While the trees were falling, visitors came to marvel at them. Some were on route from Europe to the Eastern States, stopping to take an excursion to the famed forests of the south. Many came from the goldfields, 1000 km away on the margins of the desert. Few had ever seen trees of such gargantuan proportions.
“King Karri” was the most awesome tree of all. Growing somewhere along the rail-line near Karridale, it was the ‘show and tell’ attraction of the 19th century. There were a few trees carrying this title dotted around the south-west, but the Karridale king was hailed as the largest. With a girth of 34 feet (10m) a few feet above the ground, the trunk rose 44 metres before branching. Although taller trees were recorded at Pemberton, the Karridale tree held by far the most wood due to its girth.
People calculated the amount of timber it would produce: one author in 1899 claimed there would be enough to lay one and a half miles of railway, another that if milled and shipped, it would fill a quarter of the average cargo hold. But Davies forbade King Karri to be felled. It was showered with awe and respect; shown to visiting politicians and celebrities, and described as our ‘pet forest giant.’
Then came the storm.
Hamelin Bay was chosen as a harbour for its sheltered location, but Europeans had only arrived 50 years before and hadn’t yet experienced the worst of a southern ocean tempest. On a day in July 1900, the wind howled up from the north west, shifted to the south west by evening and built rapidly to gale force. The keeper at Leeuwin lighthouse estimated the wind reached 85 miles (136 Km) at 9pm.
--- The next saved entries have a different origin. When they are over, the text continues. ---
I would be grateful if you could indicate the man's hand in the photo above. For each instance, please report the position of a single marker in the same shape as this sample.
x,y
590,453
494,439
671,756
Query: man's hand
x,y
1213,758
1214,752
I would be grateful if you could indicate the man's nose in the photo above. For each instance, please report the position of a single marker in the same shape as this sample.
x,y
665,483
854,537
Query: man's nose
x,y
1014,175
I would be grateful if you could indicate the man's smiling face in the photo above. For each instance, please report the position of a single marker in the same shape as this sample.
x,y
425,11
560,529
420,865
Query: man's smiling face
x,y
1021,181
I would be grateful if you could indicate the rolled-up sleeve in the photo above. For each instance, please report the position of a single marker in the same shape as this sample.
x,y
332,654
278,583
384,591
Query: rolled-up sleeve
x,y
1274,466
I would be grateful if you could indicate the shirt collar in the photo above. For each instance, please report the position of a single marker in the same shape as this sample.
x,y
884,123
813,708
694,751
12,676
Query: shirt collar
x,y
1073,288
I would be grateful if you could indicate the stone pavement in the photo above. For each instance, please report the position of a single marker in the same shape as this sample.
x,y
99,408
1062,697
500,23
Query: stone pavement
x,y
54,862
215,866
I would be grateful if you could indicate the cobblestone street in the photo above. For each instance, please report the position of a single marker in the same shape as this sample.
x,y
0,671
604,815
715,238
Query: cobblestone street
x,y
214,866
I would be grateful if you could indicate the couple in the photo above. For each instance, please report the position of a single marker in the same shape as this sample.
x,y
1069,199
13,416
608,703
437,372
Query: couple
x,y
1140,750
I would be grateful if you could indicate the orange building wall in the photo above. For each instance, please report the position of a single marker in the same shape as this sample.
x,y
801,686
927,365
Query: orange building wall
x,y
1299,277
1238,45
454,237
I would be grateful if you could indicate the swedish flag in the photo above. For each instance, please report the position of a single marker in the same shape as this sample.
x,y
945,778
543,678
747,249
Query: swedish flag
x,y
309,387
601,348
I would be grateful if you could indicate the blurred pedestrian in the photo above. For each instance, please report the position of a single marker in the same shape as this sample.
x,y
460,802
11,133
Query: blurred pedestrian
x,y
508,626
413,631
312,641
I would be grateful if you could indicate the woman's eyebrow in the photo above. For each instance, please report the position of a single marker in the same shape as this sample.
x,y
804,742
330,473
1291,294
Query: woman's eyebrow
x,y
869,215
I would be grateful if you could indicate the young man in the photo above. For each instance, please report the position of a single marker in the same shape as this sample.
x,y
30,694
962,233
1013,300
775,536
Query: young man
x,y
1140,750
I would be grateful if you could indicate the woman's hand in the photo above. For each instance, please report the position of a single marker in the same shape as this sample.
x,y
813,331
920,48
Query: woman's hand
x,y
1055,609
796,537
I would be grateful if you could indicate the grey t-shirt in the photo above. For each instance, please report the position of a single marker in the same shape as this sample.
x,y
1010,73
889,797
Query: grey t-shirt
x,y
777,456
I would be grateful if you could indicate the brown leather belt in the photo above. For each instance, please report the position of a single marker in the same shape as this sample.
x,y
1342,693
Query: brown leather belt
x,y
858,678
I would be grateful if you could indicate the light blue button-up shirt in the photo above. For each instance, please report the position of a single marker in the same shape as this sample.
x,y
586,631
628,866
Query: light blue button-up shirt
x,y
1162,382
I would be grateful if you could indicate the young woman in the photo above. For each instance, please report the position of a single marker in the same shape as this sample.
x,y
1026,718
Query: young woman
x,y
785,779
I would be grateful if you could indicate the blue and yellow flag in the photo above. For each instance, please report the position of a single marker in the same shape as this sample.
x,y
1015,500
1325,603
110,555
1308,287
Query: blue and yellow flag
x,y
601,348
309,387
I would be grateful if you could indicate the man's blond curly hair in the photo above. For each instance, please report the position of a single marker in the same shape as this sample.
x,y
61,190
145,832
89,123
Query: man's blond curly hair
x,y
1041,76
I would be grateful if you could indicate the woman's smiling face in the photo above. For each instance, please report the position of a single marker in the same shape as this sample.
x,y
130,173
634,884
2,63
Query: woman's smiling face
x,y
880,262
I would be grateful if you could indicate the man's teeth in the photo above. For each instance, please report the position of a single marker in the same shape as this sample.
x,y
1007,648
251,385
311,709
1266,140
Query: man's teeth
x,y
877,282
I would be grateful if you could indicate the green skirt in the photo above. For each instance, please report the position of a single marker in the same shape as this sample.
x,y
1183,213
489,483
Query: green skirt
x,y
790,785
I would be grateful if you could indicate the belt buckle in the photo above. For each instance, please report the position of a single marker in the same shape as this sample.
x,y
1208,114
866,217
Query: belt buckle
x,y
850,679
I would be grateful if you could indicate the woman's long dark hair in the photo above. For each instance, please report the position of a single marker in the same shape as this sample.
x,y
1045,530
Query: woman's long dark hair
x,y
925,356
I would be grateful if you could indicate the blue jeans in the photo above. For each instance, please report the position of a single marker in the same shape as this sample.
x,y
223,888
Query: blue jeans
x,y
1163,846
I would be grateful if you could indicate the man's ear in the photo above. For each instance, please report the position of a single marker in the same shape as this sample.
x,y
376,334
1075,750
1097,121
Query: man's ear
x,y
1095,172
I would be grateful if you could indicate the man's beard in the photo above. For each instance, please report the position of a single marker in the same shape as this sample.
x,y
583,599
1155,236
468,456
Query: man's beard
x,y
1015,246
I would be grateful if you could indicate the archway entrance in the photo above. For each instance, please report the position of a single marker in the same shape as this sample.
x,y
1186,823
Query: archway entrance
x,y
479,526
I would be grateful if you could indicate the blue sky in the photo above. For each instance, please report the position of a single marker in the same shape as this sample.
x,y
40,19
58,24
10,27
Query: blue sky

Residents at Hamelin Bay reported sheets of sea water blown inland by the gale, filling the lake and all the watertanks with salt. Those sheltering inland were terrified by the screaming wind ripping through the trees:
‘… the most peculiar feature of the storm was the twisting action of the wind,
which at short intervals would come whistling along through a narrow belt of forest, snapping off the tops of trees that were in its track like matchwood …’
Morning light revealed disaster. All three ships moored in the bay were wrecked. Two had men clinging to the rigging: the German ship Katinka had been ripped in two and lost 7 men to the waves. The train line from Jarrahdene to Karridale was blocked with debris: 350 trees lay across a few miles of track. King Karri was plucked out and tossed to the ground. Perhaps clearing such a quantity of trees left the canopy more open to the fingers of the wind, and a tree that had stood for centuries was left vulnerable.
Davies carried right on with business: funerals were held, telegraph lines repaired, debris cleared from the tracks, and within a week logging was back in action. King Karri was milled, and newspapers boasted about the amount of timber it had produced.
But it was only a few more years before all of the large timber had been felled, and the export of trees from Karridale ceased. Very little evidence of Davies timber empire remains. The jetty at Hamelin was gutted by a careless campfire in the 1920s, leaving only a few pylons jutting from the sea, like skeletal fingers pointing out ghosts of the sailors that drowned in the bay. The railway lines were dismantled and grew over. In 1961 a bushfire tore through the thick regrowth forest and incinerated the ruined saw mills, along with the village of Old Karridale. All that stands now is a brick mill chimney, old and lonesome in a thicket of trees.
The Karri once again rule in Karridale. Uncut for decades, they have reached for the sky. The older regrowth have gained their full height and are starting to fatten, but straight trees with a girth of even 4 metres are few and far between. Left in peace, some of them may grow into the King Karri of the future.